Appl. Phys. Lett. 98, 201106 (2011)

The poor light emission from silicon is notorious. Even though silicon is the key material for computer processors, its almost non-existent light emission has been a major obstacle in implementing photonic capability on electronic chips. Various approaches enhance this emission, but the lack of a straightforward solution that functions efficiently at room temperature has hampered progress. Matteo Galli and colleagues have now demonstrated strongly enhanced room-temperature light emission at telecommunications wavelengths from a silicon photonic crystal. The photonic crystal has a cavity embedded in its structure, where the periodic structure of the crystal is broken, so that light emission at a specific wavelength within the otherwise forbidden photonic gap is allowed.

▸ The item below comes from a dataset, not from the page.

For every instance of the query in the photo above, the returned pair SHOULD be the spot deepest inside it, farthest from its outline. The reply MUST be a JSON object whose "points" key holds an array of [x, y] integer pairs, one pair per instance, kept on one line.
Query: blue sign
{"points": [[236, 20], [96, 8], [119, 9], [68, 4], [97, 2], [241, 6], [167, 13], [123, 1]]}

Therefore, silicon light emission is strongly confined and enhanced — in the present case by a factor of 300. Moreover, there is only a twofold reduction of this emission at room temperature compared with cryogenic temperatures. At present, the scheme is all-optical, and electrical operation will be needed for actual circuits. Nevertheless, these results suggest a promising role of photonic crystals in silicon optoelectronic applications.